On Mon, May 13, 2013 at 9:08 PM, Aaron Ballman <[email protected]>wrote:

> On Mon, May 13, 2013 at 9:05 PM, Richard Smith <[email protected]>
> wrote:
> > On Mon, May 13, 2013 at 5:59 PM, Aaron Ballman <[email protected]>
> > wrote:
> >>
> >> On Mon, May 13, 2013 at 8:51 PM, Richard Smith <[email protected]>
> >> wrote:
> >> > You have ''__foo'' in some of your diagnostics. These should only use
> a
> >> > single level of quotes.
> >>
> >> The quotes were used for consistency with other diagnostics involving
> >> attributes.  I'll look into it again though.
> >>
> >> > Should these really be handled as declaration attributes? They look
> like
> >> > they would more naturally be type attributes.
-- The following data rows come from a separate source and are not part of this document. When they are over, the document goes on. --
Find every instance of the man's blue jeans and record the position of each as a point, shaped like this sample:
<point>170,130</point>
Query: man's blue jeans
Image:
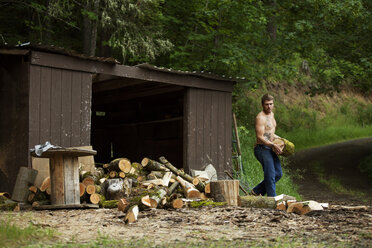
<point>271,167</point>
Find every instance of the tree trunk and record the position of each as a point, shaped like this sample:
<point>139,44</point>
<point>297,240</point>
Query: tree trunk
<point>225,191</point>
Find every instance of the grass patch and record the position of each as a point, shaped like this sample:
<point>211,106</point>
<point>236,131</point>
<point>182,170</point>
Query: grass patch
<point>365,166</point>
<point>12,235</point>
<point>333,182</point>
<point>308,138</point>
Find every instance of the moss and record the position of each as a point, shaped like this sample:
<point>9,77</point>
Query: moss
<point>204,203</point>
<point>110,204</point>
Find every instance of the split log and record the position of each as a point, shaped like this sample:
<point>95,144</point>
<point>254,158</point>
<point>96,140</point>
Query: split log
<point>132,215</point>
<point>92,188</point>
<point>82,189</point>
<point>110,204</point>
<point>207,188</point>
<point>113,174</point>
<point>200,186</point>
<point>40,203</point>
<point>123,205</point>
<point>10,206</point>
<point>304,207</point>
<point>155,200</point>
<point>120,164</point>
<point>152,165</point>
<point>25,178</point>
<point>88,180</point>
<point>45,184</point>
<point>225,191</point>
<point>189,189</point>
<point>173,187</point>
<point>177,203</point>
<point>281,206</point>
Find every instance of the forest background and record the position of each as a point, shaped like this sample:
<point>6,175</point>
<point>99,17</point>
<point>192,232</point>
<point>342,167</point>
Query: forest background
<point>314,56</point>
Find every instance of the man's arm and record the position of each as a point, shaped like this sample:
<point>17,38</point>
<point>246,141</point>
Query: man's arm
<point>265,138</point>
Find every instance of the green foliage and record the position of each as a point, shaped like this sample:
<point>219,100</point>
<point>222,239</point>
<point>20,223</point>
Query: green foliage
<point>12,235</point>
<point>365,166</point>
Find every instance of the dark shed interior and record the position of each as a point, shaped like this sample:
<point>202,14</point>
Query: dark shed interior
<point>136,119</point>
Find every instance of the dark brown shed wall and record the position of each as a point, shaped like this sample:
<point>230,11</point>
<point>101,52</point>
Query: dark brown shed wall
<point>13,119</point>
<point>207,130</point>
<point>60,106</point>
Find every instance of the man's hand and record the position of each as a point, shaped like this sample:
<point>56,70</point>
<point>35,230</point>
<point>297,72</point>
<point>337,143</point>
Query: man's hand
<point>276,148</point>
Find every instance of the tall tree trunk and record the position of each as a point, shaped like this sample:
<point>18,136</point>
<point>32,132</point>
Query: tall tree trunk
<point>90,28</point>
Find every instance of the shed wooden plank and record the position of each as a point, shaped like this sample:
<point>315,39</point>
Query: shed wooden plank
<point>228,136</point>
<point>207,128</point>
<point>71,63</point>
<point>199,128</point>
<point>56,106</point>
<point>190,129</point>
<point>86,101</point>
<point>76,108</point>
<point>45,104</point>
<point>34,105</point>
<point>214,129</point>
<point>66,109</point>
<point>71,175</point>
<point>221,132</point>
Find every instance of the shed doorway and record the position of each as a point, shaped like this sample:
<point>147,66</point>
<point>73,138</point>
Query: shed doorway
<point>134,119</point>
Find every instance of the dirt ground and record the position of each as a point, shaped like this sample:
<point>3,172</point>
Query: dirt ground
<point>341,161</point>
<point>331,227</point>
<point>248,226</point>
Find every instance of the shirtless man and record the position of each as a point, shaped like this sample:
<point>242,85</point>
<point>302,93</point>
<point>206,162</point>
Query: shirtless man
<point>265,150</point>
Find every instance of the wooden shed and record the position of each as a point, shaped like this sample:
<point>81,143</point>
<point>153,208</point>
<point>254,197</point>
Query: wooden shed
<point>48,94</point>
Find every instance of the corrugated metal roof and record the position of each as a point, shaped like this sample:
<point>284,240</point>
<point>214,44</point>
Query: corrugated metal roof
<point>192,73</point>
<point>26,48</point>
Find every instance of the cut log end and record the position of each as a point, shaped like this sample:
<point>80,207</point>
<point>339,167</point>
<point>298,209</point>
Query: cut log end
<point>90,189</point>
<point>177,203</point>
<point>132,214</point>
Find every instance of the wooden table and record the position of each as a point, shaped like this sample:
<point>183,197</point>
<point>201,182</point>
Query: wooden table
<point>64,174</point>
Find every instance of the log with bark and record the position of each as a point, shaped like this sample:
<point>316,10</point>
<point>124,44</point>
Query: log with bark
<point>225,191</point>
<point>132,214</point>
<point>25,178</point>
<point>152,165</point>
<point>189,189</point>
<point>304,207</point>
<point>119,164</point>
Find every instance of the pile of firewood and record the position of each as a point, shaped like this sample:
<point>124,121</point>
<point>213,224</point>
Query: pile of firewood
<point>131,187</point>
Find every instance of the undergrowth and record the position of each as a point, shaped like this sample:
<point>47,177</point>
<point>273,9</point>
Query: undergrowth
<point>12,235</point>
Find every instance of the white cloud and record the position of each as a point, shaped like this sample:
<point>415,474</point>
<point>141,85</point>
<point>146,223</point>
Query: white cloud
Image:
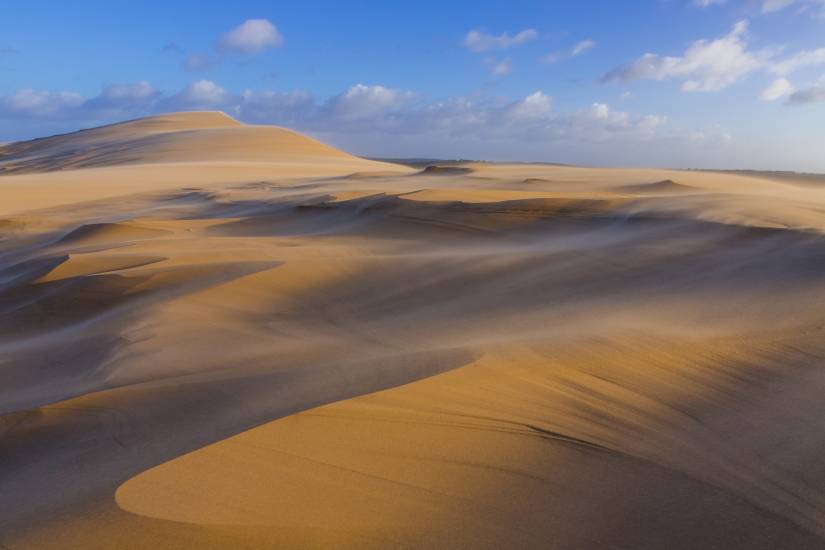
<point>779,88</point>
<point>361,114</point>
<point>478,41</point>
<point>39,103</point>
<point>578,49</point>
<point>775,5</point>
<point>361,101</point>
<point>705,66</point>
<point>252,36</point>
<point>804,6</point>
<point>535,106</point>
<point>812,94</point>
<point>582,47</point>
<point>201,94</point>
<point>502,68</point>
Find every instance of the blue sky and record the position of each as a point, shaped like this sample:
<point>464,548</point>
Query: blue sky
<point>681,83</point>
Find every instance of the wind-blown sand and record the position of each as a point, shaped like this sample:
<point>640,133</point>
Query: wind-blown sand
<point>218,335</point>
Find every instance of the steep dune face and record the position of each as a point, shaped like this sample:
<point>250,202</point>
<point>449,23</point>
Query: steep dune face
<point>177,137</point>
<point>526,356</point>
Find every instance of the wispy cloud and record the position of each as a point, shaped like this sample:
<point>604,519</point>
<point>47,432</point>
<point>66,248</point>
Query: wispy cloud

Can you do this:
> >> >
> >> >   void * __sptr * __uptr p;
> >>
> >> I think eventually they (along with __ptr32 and __ptr64) will have to
> >> move over to ExtQuals (or somewhere near there) because they're really
> >> type qualifers more than declaration attributes.  But I was modeling
> >> after existing constructs.  And yes, you can do that, though it's
> >> basically pointless because there's not a __ptrXX involved.  But you
> >> are correct, this really highlights that __ptrXX and __sptr/__uptr
> >> need to move to types instead of declarations.
> >>
> >> Do you think ExtQuals would be an appropriate place, or do you have a
> >> better suggestion?
> >
> >
> > ExtQuals (or rather, Qualifiers) does not have any spare bits. Do these
> > qualifiers affect the canonical type? That is, can you overload on this?
> > Does MSVC accept this:
> >
> > void f(int * __uptr __ptr32 * p) {}
> > void f(int * __sptr __ptr32 * p) {}
>
> You cannot -- same with __ptr32 vs __ptr64


Huh.  I would've expected that to work since they bothered to have a
separate mangling for ptr64.  But I see the same behavior.